210226-N-XX785-008

SurgeMain (Surge Maintenance) Sailors checking the air for gas in the mock up confined space, another component of their required training to work with the Navy Competent Persons (NCP).

PORTSMOUTH

Norfolk Naval Shipyard’s (NNSY) main task is to service the Fleet. This goal requires nothing less than teamwork, a fact understood by Temporary Services’ (Code 990, Shop 99) Navy Competent Persons (NCP)—the core team responsible for confined and enclosed space safety and hot work authorization. Because of heavy workload the group has recently had due to more ships coming in for maintenance, Surge Maintenance (SurgeMain) mobilized six of their Sailors to lend a helping hand.

As part of Naval Sea Systems Command’s (NAVSEA) deployment of SurgeMain reservists across the four naval shipyards, these Sailors have the technical and trade backgrounds necessary to provide quick benefits in managing the workload and assisting a variety of projects.

Occupational Safety, Health and Environmental (Code 106), Confined Space Manager and Gas-Free Engineer Robert Tew is the lead for the NCPs. “We have developed a core group of NCPs,” Tew explained. “With NCP duties as their primary focus, the group has been able to improve their skills and expand their professional knowledge under direct supervision.”

“Unfortunately, with the workload being so heavy and the limited number of qualified workers available, we hit a point where we had to think outside the box to ensure we could do our part to assist the various availabilities with nonstop execution of production work,” Code 990 NCP Supervisor Ebony Manier said. Under Tew’s direction and in coordination with Code 990, the group made the effort to start qualifying SurgeMain Sailors as NCPs.

Like their civilian counterparts, the Sailors chosen for NCP qualification had to complete classroom and on-the-job training (OJT). Training included 40 hours of in-class sessions, 120 hours of OJT, and an interview with Tew. “Their interview with me is the last step in the qualification process,” he said. “If they were successful, then I certified them, allowing them to start authorizing confined space entry and hot work on the ships.”

“It was important to maintain the utmost level of quality in the performance of the job,” Code 990’s SurgeMain Shop Leading Chief Petty Officer (LCPO) Kenneth Johnston explained. “Like any safety position, it is imperative for those that you are working with to trust you and for them to be reassured in your training or qualification.”

After a thorough vetting process, six Sailors were certified as NCPs, providing the help that the core group needed; currently, a second class of SurgeMain Sailors is currently undergoing the training to join them. “While they are still gaining experience every day, they have proven to be reliable and eager to learn,” Tew said.

“I don’t know how we would have been able to take care of two carriers and our submarines without the level of teamwork involved in this initiative,” Manier added.
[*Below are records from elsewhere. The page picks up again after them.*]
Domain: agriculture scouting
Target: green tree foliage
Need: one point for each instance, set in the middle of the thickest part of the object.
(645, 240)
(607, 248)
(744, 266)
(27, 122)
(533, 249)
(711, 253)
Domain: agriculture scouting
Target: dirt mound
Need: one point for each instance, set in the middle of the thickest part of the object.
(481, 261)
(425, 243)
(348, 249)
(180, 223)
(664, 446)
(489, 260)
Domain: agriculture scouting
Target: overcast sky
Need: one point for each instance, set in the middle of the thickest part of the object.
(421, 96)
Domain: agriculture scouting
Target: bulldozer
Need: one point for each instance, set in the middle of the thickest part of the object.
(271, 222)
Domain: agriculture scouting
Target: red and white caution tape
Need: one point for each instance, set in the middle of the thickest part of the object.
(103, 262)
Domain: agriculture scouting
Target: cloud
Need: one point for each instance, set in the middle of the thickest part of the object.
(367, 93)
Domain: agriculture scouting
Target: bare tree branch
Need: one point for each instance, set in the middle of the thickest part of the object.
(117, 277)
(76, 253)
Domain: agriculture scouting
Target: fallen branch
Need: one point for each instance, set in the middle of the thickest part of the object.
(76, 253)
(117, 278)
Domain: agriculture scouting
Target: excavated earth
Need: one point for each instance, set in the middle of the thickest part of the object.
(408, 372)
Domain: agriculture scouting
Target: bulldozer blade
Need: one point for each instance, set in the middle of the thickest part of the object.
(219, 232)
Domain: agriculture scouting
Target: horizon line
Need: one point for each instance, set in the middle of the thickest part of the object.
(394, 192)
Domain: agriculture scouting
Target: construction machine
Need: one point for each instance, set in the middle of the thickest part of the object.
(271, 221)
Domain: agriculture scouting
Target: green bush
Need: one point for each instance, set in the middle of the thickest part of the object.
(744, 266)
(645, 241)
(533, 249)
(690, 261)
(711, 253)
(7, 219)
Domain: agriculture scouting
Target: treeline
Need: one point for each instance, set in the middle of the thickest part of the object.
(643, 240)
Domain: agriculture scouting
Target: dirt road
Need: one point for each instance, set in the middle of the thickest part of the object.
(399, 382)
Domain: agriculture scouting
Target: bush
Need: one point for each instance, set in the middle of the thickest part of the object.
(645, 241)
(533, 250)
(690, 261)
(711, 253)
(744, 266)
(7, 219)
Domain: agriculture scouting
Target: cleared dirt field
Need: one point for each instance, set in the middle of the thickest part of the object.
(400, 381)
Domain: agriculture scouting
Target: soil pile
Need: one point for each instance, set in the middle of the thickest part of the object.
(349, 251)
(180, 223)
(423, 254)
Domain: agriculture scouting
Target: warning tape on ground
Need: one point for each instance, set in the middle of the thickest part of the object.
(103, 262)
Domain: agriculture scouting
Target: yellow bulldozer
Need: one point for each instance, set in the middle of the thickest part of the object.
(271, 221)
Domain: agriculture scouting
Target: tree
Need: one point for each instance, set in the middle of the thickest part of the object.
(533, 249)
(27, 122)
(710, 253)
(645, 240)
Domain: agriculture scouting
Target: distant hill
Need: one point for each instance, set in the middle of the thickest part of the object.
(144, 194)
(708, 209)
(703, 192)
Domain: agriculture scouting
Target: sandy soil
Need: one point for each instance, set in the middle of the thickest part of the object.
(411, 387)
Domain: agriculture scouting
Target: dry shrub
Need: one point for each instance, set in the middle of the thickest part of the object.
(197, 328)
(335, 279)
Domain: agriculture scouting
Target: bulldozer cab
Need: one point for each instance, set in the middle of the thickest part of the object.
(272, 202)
“On behalf of SurgeMain, I would like to thank the NCP core group and supervisors for their commitment to the Sailors and their success,” Johnston added, “Specifically, Code 990’s Trades Manager Donnie Miller for reaching out to the SurgeMain Program with the idea to utilize our Sailors, Code 990’s Waterfront Director Dellon Baker for his continued support, and finally Mr. Tew for his trust and faith in our Sailors to execute a program that he is so passionate about and invested in.”

To be able to support such a workload requires nothing less than teamwork, something that has been embodied by this recent partnership between Code 990 and SurgeMain. As Shipyard Commander Capt. Dianna Wolfson’s command philosophy states, “we are One Team supporting One Mission!”